Somewhere, far south of here, a male ruby-throated hummingbird is making its way to Maine. Weighing little more than a penny, this tiny bird has been traveling since it left its winter home in southern Mexico or Central America. It has already traversed the Gulf of Mexico, flying nonstop for 500 miles. Juvenile and female hummingbirds are following its path, albeit a week or so later.
Our male hummingbird is flying close to the ground during the day, looking to refuel at sugar-water feeders and nectar-rich plants. If it can, it will also eat spiders and tiny insects. Sap wells, holes drilled by yellow-bellied sapsuckers into white birches and fruit trees, also provide food. At night, the bird rests in preparation for another day of journeying north.
Throughout this odyssey, our little hummingbird is dodging death and disaster around every corner. It will face down habitat loss caused by urban sprawl and deforestation. It will successfully avoid hungry cats, window collisions, cars, and areas without natural foods and cover. As it flies, it will push through rough winds and severe storms. The climate and terrain will change, but the destination remains fixed.

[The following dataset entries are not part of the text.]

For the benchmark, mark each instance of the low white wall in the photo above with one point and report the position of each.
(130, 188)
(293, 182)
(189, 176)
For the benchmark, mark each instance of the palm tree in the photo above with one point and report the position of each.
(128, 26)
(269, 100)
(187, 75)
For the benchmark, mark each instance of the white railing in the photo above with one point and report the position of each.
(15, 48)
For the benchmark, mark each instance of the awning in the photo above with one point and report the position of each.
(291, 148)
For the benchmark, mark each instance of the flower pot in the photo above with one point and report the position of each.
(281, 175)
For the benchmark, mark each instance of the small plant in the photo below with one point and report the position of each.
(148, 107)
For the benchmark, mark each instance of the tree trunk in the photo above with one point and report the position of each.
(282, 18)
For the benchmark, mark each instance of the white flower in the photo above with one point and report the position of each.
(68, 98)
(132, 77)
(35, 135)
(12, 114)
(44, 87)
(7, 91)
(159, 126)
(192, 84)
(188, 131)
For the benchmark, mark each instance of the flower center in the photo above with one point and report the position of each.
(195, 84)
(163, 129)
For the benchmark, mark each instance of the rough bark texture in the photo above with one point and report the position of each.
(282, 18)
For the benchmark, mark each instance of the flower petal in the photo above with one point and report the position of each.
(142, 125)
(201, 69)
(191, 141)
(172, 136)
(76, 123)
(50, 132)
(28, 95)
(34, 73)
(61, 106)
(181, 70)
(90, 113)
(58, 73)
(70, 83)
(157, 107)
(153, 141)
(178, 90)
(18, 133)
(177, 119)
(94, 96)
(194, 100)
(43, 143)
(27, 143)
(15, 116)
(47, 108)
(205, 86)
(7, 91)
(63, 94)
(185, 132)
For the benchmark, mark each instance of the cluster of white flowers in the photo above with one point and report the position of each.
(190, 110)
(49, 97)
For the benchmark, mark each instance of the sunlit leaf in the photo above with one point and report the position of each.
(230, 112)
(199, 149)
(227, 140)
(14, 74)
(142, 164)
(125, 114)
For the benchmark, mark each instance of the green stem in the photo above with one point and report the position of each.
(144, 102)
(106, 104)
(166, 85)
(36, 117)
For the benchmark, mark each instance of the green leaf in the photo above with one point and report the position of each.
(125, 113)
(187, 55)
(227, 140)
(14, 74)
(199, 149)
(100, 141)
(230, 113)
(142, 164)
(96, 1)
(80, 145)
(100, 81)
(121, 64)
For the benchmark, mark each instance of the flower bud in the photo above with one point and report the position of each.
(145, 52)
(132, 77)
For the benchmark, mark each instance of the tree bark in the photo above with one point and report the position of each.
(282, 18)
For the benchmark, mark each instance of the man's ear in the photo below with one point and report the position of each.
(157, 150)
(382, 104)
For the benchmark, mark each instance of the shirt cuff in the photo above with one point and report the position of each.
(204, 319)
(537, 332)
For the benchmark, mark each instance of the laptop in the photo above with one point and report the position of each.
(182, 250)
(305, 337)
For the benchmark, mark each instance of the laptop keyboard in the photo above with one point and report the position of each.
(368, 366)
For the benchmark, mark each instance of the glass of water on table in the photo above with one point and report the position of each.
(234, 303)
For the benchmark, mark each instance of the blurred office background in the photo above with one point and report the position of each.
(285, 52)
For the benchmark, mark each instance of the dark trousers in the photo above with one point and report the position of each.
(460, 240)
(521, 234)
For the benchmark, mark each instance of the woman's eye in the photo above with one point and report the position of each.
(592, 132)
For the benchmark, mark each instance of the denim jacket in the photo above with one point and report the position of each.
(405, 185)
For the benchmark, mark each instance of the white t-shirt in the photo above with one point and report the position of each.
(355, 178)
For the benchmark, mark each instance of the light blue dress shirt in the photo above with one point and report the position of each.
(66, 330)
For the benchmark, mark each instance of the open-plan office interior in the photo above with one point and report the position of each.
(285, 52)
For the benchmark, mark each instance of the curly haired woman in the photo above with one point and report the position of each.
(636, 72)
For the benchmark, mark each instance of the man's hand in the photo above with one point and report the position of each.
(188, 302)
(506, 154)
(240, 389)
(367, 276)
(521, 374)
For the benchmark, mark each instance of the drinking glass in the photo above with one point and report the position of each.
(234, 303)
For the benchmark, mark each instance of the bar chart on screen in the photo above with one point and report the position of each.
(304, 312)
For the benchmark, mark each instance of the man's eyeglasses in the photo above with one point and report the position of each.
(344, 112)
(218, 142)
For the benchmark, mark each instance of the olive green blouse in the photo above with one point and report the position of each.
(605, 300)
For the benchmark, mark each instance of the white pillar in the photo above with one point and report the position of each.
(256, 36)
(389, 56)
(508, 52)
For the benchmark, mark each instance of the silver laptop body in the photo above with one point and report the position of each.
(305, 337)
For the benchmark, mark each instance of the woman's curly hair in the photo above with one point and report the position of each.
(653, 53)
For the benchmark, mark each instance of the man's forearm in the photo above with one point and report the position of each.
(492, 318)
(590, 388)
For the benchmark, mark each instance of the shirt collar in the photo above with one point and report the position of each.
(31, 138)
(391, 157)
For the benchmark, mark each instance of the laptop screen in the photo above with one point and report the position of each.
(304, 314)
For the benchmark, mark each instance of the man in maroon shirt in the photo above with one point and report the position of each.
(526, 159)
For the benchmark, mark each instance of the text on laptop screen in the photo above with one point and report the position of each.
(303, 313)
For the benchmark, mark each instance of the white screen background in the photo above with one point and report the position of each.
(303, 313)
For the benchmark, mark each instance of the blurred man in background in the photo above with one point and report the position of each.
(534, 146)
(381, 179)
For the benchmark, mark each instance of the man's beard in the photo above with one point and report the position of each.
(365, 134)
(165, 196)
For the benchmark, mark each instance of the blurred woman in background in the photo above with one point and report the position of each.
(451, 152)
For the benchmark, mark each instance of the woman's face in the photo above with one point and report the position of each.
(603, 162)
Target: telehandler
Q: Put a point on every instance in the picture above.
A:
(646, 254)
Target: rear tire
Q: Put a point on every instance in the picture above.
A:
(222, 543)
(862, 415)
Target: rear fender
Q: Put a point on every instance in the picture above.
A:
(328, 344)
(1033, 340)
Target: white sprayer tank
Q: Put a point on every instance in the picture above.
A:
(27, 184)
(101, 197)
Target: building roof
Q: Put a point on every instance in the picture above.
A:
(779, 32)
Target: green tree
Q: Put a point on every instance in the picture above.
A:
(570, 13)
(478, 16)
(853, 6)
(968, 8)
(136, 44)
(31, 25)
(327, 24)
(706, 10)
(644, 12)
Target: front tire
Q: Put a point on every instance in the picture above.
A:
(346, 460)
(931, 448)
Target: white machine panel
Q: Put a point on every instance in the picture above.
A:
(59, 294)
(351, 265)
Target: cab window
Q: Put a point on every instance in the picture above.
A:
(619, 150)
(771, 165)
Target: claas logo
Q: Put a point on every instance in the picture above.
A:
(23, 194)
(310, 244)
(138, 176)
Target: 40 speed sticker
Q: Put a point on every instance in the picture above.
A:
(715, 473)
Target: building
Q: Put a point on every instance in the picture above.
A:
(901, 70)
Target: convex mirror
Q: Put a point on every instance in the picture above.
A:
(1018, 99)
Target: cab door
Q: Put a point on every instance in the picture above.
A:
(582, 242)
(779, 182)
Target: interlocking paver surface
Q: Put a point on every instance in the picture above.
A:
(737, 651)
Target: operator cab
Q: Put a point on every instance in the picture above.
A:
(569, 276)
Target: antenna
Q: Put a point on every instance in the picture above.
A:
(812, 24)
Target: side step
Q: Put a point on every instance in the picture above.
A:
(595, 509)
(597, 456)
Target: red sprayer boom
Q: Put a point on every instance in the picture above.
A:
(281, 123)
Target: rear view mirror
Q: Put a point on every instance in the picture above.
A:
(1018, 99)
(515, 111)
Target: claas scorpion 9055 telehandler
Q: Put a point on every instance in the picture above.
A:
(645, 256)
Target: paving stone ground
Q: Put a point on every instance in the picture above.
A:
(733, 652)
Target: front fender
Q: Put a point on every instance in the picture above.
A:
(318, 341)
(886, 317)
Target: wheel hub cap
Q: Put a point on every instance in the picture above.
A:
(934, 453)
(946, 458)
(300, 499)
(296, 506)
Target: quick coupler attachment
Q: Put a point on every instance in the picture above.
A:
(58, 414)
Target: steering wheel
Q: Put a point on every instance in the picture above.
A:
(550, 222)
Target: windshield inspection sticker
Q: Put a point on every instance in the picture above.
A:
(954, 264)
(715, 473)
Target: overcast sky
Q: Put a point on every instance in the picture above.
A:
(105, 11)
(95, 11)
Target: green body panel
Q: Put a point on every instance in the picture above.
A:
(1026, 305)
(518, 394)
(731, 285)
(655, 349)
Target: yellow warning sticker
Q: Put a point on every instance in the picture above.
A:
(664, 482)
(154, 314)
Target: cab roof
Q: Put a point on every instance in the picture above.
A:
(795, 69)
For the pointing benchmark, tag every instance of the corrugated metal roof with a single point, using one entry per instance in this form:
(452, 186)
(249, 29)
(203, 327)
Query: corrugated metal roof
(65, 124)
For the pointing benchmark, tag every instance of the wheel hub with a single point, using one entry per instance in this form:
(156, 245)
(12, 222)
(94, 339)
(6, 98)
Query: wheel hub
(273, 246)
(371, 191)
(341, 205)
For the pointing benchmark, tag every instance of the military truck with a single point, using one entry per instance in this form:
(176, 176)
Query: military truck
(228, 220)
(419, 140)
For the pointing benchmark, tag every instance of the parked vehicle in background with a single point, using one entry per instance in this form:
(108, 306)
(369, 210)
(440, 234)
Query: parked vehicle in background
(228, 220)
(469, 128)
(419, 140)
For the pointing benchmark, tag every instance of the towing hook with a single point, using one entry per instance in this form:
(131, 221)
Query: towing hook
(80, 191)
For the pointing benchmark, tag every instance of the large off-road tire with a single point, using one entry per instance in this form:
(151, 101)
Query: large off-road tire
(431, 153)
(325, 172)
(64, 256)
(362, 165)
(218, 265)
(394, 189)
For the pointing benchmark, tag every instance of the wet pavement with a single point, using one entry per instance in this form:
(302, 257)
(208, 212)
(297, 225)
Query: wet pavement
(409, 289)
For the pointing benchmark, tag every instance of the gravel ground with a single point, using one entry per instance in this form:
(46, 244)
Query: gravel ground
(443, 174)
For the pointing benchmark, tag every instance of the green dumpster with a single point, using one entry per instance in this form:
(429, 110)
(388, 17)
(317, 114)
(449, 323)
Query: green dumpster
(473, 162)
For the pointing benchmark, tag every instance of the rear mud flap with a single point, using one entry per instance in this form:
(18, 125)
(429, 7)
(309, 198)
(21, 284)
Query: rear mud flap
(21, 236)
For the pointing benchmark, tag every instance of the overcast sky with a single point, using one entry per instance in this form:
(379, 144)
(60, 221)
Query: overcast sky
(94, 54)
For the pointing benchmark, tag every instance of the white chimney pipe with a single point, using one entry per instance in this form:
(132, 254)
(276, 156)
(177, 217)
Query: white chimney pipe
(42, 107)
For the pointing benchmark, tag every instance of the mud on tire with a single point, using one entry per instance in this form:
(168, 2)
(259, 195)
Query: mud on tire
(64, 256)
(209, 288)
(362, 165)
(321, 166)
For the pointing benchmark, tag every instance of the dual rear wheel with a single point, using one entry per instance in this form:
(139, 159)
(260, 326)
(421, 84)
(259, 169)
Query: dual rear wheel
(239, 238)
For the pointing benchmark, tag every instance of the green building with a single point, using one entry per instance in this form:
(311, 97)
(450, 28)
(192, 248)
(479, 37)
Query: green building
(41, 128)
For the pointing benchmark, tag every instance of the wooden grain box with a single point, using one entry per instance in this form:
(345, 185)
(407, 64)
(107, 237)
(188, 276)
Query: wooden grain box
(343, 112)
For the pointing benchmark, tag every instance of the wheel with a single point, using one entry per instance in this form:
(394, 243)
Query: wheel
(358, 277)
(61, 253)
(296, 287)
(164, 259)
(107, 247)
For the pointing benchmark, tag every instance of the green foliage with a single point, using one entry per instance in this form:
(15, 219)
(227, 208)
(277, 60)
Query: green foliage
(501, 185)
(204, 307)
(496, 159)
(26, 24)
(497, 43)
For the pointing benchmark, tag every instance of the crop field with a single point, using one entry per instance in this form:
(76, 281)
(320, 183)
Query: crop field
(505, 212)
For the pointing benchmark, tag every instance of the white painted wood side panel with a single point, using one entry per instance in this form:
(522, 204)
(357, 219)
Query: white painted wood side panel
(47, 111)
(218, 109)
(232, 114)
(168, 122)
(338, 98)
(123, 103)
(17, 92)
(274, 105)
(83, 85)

Guided by thousands of years of instincts, the ruby-throated hummingbird in question will pass through countless backyards, gardens, forested areas, and towns on its trek to reach its summer breeding grounds. When this avian jewel reaches its final destination, it will have crossed an entire continent. In early May, when this male reaches your nectar feeder, it will have completed an epic, almost unimaginable journey.
Over the next few weeks, hummingbirds will come closer to northern New England. As of this writing, some hummingbirds have made it as far as the mid-Atlantic states. Records from Journey North, a hummingbird tracking website, show that the first migrants to our area usually arrive anywhere between April 29 and May 8. Last year, the first hummingbirds were reported in Hope on May 5, Wiscasset on May 6, Bremen on May 7, and Belfast on May 8. I recorded my first visiting hummingbird in Newcastle on May 7.
In a world currently filled with uncertainty, the spring return of the ruby-throated hummingbird is a joyous certainty. Blurs of light and sound, these winged green marvels will soon zoom and hover over our gardens and backyards. Hummingbirds have always been fascinating and awe-inspiring birds. Their very existence symbolizes freedom and unlimited mobility. But, perhaps this year, they represent something far more potent: hope.
I will take comfort in their return. I hope you will as well.